Monika Egli-Alge zeigt mit ihrer Arbeit, dass ein offener und differenzierter Umgang mit einem so sensiblen Thema möglich ist – und dass es vor allem darum geht, Betroffene zu entstigmatisieren und ihnen dabei zu helfen, einen verantwortungsvollen Umgang mit ihren Neigungen zu entwickeln.
Der freiwillige Weg in die Therapie
Sandro (Name geändert), 32 Jahre alt, hat sich freiwillig in Therapie begeben, um einen besseren Umgang mit seiner pädophilen Neigung zu finden. Für ihn geht es nicht darum, einer möglichen Straffälligkeit vorzubeugen – er betont, dass er noch nie straffällig wurde –, sondern vielmehr darum, belastende Gedanken und Impulse in den Griff zu bekommen und seine Lebensqualität zu verbessern. «Ich gehe nicht in die Therapie, weil ich gefährdet bin, sondern weil es um mich geht», erklärt Sandro.
Er empfindet seine inneren Konflikte als Einschränkung im Alltag: «Ich habe manchmal einfach die Gelüste oder Fantasien, und das schränkt meine Lebensqualität ein. Ich leide darunter.» Für ihn ist es wichtig, diesen Impulsen nicht auszuweichen, sondern aktiv an ihnen zu arbeiten.
Ich will mir nicht die Gedanken verbieten, sondern lernen, mit ihnen umzugehen.
Sandro lehnt jede strafbare Handlung ab und macht klar, dass er sich niemals als Täter sieht. «Ich werde niemals etwas tun, das strafbar ist – das ist für mich eine klare Grenze.» Sein Ziel besteht darin, einen verantwortungsvollen Umgang mit seinen Gedanken zu erlernen, um so seine innere Balance zu wahren.

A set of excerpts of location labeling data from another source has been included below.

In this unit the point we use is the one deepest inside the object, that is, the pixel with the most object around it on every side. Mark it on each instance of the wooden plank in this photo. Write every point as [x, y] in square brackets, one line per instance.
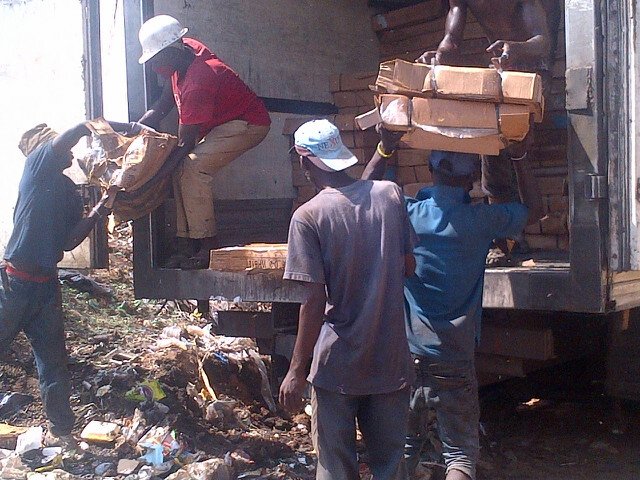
[357, 98]
[516, 342]
[542, 242]
[422, 12]
[357, 81]
[257, 256]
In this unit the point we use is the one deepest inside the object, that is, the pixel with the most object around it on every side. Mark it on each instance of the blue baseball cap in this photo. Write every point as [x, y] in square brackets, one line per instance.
[322, 139]
[457, 164]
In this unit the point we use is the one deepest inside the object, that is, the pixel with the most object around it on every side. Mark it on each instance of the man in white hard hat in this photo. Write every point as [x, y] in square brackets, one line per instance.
[351, 245]
[220, 118]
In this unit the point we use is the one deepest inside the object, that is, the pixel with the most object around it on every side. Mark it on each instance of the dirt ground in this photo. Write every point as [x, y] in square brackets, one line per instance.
[557, 424]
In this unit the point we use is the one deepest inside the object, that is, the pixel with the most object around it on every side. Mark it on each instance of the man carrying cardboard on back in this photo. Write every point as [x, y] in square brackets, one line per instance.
[443, 298]
[351, 247]
[523, 35]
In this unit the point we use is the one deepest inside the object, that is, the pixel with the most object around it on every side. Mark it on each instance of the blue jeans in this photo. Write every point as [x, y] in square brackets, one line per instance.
[381, 418]
[451, 391]
[36, 309]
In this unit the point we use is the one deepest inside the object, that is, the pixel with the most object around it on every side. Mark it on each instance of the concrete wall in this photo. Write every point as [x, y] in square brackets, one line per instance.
[41, 81]
[285, 49]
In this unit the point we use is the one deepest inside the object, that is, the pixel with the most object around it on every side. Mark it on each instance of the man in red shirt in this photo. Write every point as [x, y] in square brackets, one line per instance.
[220, 118]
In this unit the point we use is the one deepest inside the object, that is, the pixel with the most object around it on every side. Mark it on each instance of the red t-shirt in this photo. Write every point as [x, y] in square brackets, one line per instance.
[211, 93]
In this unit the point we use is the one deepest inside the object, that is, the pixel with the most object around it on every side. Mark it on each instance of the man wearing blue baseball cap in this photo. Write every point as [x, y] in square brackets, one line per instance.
[351, 245]
[443, 299]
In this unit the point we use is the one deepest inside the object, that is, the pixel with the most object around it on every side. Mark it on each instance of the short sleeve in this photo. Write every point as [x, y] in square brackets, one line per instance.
[196, 106]
[304, 257]
[504, 220]
[41, 162]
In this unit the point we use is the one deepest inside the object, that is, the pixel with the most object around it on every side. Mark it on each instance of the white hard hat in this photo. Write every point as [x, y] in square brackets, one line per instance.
[158, 33]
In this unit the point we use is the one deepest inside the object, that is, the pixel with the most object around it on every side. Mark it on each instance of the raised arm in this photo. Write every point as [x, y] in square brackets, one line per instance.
[378, 164]
[453, 34]
[539, 38]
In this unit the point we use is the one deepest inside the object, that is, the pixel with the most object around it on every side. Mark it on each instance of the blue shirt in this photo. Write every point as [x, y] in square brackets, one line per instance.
[47, 209]
[443, 300]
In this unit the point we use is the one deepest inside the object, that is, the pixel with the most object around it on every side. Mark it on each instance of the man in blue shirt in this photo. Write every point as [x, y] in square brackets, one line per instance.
[443, 299]
[48, 219]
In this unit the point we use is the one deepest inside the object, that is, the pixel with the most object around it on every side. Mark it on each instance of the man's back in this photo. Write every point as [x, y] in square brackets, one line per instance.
[444, 297]
[354, 240]
[506, 20]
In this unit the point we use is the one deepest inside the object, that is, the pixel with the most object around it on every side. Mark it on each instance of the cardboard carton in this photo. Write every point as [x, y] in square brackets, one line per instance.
[399, 76]
[520, 87]
[465, 83]
[421, 139]
[395, 111]
[453, 113]
[514, 121]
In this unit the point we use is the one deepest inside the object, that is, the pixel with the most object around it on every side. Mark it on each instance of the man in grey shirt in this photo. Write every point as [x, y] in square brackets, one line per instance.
[351, 244]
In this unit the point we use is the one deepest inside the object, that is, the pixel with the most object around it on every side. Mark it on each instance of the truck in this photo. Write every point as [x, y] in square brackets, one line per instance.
[579, 288]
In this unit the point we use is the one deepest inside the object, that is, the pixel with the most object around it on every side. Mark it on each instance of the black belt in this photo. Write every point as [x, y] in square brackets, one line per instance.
[5, 279]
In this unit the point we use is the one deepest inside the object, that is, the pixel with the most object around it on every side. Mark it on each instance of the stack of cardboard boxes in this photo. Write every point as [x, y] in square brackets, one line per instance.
[458, 109]
[405, 34]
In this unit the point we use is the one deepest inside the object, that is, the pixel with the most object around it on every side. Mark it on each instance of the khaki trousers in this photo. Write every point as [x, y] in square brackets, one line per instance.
[193, 182]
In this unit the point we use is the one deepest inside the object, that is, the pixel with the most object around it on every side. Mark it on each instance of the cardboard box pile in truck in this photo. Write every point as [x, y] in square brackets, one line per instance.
[471, 110]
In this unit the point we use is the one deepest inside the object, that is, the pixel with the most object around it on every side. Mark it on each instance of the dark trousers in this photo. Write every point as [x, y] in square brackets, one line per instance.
[382, 420]
[36, 309]
[450, 390]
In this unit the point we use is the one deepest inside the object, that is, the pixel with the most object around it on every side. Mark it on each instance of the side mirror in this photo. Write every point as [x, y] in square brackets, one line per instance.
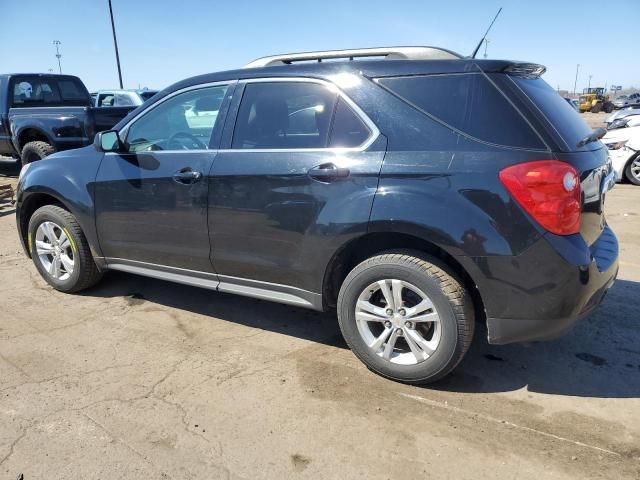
[108, 141]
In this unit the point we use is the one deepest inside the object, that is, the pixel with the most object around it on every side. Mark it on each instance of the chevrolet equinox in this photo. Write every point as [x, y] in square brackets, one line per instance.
[413, 190]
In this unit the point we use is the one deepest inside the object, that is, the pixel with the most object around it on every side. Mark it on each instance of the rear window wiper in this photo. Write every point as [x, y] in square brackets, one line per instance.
[597, 134]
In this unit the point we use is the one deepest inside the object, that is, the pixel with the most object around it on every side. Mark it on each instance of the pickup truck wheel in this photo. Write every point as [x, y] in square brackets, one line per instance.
[60, 250]
[34, 151]
[406, 316]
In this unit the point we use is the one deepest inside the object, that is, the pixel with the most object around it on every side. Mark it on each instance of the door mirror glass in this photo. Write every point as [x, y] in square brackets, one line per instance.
[108, 141]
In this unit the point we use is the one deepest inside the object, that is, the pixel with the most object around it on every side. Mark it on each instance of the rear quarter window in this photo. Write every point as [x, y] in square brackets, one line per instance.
[468, 103]
[562, 116]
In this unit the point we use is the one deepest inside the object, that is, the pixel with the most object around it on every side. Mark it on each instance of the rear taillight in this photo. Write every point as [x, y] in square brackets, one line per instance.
[549, 191]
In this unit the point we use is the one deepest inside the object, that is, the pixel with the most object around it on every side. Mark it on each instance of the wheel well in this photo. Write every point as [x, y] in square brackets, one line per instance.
[371, 244]
[31, 204]
[31, 135]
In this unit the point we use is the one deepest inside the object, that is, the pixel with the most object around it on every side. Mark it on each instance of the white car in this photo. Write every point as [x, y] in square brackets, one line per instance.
[624, 151]
[626, 100]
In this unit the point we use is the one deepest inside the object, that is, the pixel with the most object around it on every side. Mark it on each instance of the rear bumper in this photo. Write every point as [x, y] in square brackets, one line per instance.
[553, 285]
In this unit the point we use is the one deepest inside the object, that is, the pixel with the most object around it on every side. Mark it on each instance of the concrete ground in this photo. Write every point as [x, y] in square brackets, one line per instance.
[138, 378]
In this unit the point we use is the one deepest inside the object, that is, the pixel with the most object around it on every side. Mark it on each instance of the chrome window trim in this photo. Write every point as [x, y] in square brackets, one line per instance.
[374, 131]
[200, 86]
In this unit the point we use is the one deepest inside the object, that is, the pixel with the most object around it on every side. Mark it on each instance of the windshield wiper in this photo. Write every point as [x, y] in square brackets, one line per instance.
[597, 134]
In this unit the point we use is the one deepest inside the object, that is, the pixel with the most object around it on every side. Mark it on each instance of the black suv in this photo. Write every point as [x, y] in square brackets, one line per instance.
[415, 191]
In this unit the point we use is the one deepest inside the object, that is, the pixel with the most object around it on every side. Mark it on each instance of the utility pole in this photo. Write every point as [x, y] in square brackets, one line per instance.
[57, 43]
[115, 44]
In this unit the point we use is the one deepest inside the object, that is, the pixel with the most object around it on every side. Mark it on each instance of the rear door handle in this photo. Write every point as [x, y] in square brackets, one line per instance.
[328, 172]
[187, 176]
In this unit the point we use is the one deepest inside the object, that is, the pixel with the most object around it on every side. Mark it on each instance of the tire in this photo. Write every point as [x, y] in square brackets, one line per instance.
[84, 273]
[34, 151]
[451, 303]
[635, 164]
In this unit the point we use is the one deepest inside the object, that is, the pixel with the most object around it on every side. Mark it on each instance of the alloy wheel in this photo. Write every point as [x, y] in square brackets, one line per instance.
[54, 250]
[398, 321]
[635, 168]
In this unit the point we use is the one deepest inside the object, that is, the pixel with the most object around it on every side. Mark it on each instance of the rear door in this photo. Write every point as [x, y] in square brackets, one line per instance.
[151, 199]
[296, 179]
[5, 135]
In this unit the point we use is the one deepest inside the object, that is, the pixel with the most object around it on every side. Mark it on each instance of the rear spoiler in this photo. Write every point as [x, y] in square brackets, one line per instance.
[527, 70]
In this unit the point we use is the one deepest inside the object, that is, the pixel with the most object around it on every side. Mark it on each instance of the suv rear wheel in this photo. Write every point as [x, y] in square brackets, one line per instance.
[632, 170]
[60, 250]
[406, 317]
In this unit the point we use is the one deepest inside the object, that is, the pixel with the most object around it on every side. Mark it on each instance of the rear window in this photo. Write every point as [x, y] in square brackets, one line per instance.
[569, 124]
[468, 103]
[39, 91]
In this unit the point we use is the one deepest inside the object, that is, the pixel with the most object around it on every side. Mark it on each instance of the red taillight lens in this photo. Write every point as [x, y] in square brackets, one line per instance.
[549, 191]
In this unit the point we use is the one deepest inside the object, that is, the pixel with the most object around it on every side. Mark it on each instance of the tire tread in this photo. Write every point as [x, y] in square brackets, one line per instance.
[451, 287]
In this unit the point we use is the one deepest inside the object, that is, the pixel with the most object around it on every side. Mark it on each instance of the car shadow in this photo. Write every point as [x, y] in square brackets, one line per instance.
[283, 319]
[599, 358]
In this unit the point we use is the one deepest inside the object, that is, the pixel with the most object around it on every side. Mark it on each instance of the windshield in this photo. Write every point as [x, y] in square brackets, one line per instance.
[146, 95]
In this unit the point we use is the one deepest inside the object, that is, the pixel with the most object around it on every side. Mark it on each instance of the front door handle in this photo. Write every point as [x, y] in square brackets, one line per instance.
[328, 172]
[187, 176]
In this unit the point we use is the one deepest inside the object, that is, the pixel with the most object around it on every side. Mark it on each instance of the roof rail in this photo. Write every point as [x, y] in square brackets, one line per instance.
[389, 53]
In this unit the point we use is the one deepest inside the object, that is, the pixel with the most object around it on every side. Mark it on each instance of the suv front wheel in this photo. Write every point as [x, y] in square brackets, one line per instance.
[406, 317]
[60, 250]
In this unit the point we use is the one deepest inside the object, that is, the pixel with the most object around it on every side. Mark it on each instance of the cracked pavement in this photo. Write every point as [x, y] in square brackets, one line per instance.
[139, 378]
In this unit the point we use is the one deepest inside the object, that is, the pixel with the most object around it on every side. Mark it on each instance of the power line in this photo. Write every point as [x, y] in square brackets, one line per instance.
[115, 44]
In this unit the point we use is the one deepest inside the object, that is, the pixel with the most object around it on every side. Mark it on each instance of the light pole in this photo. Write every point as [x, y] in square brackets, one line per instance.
[57, 43]
[115, 44]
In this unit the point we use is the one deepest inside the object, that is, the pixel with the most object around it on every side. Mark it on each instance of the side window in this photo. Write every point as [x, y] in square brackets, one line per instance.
[34, 91]
[468, 102]
[105, 100]
[183, 122]
[284, 115]
[348, 129]
[123, 100]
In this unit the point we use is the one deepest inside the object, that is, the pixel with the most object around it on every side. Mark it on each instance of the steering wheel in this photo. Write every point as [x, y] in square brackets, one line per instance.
[195, 142]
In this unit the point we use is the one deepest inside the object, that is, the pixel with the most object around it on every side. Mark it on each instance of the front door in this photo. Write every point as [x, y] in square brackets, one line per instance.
[296, 179]
[151, 199]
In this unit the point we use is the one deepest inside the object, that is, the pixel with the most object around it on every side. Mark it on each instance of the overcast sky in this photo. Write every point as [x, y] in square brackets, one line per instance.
[163, 41]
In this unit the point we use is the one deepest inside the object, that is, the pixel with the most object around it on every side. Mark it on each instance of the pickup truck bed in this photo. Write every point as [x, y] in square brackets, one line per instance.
[43, 113]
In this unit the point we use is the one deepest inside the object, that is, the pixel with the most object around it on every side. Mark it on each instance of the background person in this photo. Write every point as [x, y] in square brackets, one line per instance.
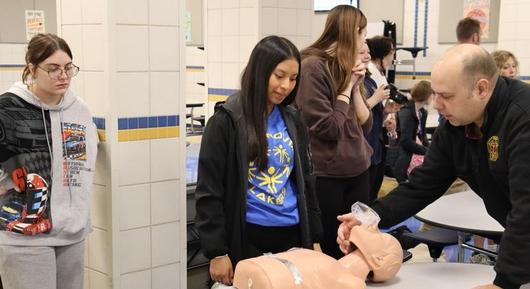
[254, 190]
[47, 161]
[506, 62]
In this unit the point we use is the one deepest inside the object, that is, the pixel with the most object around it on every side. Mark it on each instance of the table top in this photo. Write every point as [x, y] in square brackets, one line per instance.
[439, 276]
[463, 212]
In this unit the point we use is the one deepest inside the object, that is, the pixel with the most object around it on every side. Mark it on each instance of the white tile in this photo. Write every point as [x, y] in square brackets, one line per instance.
[269, 3]
[214, 49]
[287, 21]
[73, 35]
[94, 43]
[136, 280]
[166, 244]
[131, 11]
[213, 4]
[304, 4]
[99, 210]
[164, 12]
[164, 49]
[215, 73]
[99, 251]
[132, 89]
[165, 93]
[230, 48]
[248, 3]
[95, 95]
[164, 202]
[134, 206]
[231, 75]
[131, 52]
[246, 44]
[165, 163]
[227, 4]
[166, 277]
[98, 280]
[304, 22]
[230, 22]
[248, 18]
[133, 162]
[134, 250]
[214, 23]
[71, 12]
[93, 10]
[269, 21]
[287, 4]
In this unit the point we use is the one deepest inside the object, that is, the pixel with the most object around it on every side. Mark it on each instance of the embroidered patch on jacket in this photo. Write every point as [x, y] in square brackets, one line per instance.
[493, 148]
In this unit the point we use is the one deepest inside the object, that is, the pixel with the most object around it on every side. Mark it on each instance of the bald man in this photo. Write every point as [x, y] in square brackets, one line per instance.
[485, 143]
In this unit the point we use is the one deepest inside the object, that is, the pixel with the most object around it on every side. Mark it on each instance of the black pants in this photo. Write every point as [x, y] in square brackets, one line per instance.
[377, 174]
[335, 197]
[271, 239]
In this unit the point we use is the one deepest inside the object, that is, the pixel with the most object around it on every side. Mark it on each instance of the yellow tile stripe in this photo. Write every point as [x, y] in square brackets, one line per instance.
[148, 133]
[217, 97]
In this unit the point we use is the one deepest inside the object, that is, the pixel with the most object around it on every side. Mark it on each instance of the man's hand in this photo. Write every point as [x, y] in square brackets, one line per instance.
[221, 270]
[348, 221]
[488, 286]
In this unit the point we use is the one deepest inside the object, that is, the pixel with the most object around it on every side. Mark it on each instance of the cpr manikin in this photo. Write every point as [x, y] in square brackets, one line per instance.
[377, 257]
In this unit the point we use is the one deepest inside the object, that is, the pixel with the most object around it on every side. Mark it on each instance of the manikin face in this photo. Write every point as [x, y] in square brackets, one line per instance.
[509, 68]
[364, 53]
[387, 60]
[455, 99]
[282, 82]
[52, 85]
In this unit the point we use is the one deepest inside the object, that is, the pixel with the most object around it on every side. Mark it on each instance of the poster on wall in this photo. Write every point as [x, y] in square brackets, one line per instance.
[34, 23]
[479, 10]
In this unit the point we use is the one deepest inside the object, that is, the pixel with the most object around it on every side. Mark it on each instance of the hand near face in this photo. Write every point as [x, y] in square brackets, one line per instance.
[348, 221]
[221, 270]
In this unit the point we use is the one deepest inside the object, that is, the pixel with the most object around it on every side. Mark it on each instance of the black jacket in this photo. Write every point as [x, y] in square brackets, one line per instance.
[222, 183]
[407, 121]
[496, 165]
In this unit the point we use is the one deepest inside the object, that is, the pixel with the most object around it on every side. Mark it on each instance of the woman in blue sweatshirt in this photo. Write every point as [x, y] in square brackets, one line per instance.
[254, 189]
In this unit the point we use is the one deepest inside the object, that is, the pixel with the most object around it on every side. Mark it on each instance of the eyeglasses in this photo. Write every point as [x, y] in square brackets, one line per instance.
[56, 72]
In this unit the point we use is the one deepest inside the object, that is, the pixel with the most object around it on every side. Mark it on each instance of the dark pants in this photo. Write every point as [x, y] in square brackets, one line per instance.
[335, 197]
[272, 239]
[377, 174]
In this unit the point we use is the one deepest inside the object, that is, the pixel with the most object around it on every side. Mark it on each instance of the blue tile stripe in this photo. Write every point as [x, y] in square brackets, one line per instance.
[126, 123]
[222, 91]
[99, 122]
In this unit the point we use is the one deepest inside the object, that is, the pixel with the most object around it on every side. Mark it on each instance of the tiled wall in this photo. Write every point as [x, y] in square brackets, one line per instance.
[234, 27]
[131, 54]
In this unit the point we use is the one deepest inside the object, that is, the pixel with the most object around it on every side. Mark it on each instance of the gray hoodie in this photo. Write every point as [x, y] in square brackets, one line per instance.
[47, 161]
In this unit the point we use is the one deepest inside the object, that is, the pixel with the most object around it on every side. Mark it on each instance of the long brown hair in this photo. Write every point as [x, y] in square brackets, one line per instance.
[339, 40]
[40, 47]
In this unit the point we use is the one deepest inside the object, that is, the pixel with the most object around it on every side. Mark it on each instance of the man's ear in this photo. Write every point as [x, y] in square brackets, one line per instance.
[484, 88]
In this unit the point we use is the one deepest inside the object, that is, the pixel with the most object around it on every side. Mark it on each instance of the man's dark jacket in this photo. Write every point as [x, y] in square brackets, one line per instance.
[495, 162]
[222, 183]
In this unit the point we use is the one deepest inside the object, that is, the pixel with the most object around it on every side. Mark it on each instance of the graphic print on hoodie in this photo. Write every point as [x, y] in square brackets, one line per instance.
[25, 167]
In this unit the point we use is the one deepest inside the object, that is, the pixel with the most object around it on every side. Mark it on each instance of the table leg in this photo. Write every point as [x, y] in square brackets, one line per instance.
[461, 240]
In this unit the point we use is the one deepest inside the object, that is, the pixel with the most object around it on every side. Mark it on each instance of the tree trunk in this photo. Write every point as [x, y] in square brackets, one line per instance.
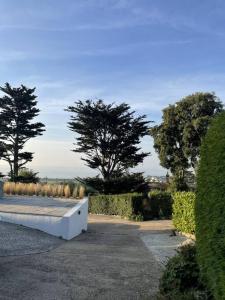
[15, 162]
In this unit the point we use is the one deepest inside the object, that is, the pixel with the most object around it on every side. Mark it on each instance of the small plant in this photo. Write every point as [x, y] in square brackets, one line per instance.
[66, 191]
[181, 278]
[81, 192]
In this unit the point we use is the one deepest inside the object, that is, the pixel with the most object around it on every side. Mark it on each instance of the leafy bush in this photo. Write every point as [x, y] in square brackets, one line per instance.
[119, 185]
[124, 205]
[181, 278]
[210, 208]
[160, 205]
[183, 211]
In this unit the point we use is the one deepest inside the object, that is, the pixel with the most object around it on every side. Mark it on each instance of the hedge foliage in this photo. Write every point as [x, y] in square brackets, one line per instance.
[119, 185]
[181, 279]
[124, 205]
[183, 211]
[210, 208]
[160, 205]
[133, 205]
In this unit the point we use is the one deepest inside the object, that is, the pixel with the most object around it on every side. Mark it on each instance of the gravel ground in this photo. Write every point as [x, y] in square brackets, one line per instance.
[163, 245]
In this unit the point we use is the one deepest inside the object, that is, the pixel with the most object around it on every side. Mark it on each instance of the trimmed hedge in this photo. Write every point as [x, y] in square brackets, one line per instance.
[125, 205]
[183, 211]
[181, 278]
[160, 205]
[135, 206]
[210, 208]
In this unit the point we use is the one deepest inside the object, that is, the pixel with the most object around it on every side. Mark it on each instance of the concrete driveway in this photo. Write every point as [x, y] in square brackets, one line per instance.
[110, 261]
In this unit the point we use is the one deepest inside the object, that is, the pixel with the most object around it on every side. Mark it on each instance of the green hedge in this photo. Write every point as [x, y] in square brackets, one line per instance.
[210, 208]
[160, 205]
[125, 205]
[183, 211]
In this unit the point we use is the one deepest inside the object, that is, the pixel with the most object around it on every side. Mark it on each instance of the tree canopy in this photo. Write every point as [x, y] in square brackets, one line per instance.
[17, 110]
[178, 138]
[109, 135]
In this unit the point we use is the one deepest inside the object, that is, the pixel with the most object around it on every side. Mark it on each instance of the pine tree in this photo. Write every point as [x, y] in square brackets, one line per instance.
[17, 110]
[109, 136]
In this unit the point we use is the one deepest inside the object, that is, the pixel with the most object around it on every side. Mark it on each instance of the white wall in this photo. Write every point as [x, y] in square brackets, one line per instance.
[67, 226]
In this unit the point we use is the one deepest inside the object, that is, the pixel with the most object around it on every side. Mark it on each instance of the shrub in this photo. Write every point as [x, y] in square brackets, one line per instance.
[183, 211]
[210, 208]
[124, 205]
[160, 205]
[181, 277]
[67, 192]
[81, 191]
[119, 185]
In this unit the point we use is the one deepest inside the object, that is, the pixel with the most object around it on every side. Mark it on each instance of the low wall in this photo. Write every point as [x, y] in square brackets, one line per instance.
[68, 226]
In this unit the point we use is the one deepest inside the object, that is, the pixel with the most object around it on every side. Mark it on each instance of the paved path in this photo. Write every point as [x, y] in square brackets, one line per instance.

In der Therapie arbeitet Sandro daran, nicht in ein reines Vermeidungsverhalten zu verfallen. Er verfolgt den Ansatz, sich seinen Gedanken zu stellen und sie zu akzeptieren, ohne ihnen freien Lauf zu lassen. «Ich will mir nicht die Gedanken verbieten, sondern lernen, mit ihnen umzugehen», sagt er. Dieser Prozess ist für ihn ein Lernprozess, der ihm hilft, auch in sozialen Situationen nicht in Panik zu geraten, sondern aktiv und bewusst zu handeln.
Verantwortungsvoll leben
Sandro kritisiert zudem die gesellschaftliche Stigmatisierung von Betroffenen. «Jemand, der ein Kind vergewaltigt, gehört weggesperrt. Das sage ich auch ganz klar. Das darf nicht passieren. Es gibt Leute, die diese Fantasien haben, aber man darf sie nicht in die gleiche Schublade stecken», so Sandro. Er weist darauf hin, dass Vorurteile und pauschale Verurteilungen den psychischen Druck auf Menschen mit pädophiler Neigung weiter erhöhen.
Sein Weg zeigt, dass es möglich ist, trotz innerer Konflikte ein selbstbestimmtes und verantwortungsvolles Leben zu führen, wenn man sich den eigenen Gedanken stellt und sich aktiv um Unterstützung bemüht.
Das Thema fordert einen offenen, differenzierten Umgang – weit weg von pauschaler Verurteilung und veralteten Therapieansätzen. Es gilt, zwischen einer sexuellen Neigung und strafbaren Handlungen zu unterscheiden und Vorurteile abzubauen. Wenn Betroffene individuell unterstützt werden, fällt es ihnen leichter, Hilfe in Anspruch zu nehmen und mehr Selbstkontrolle und innere Balance zu finden.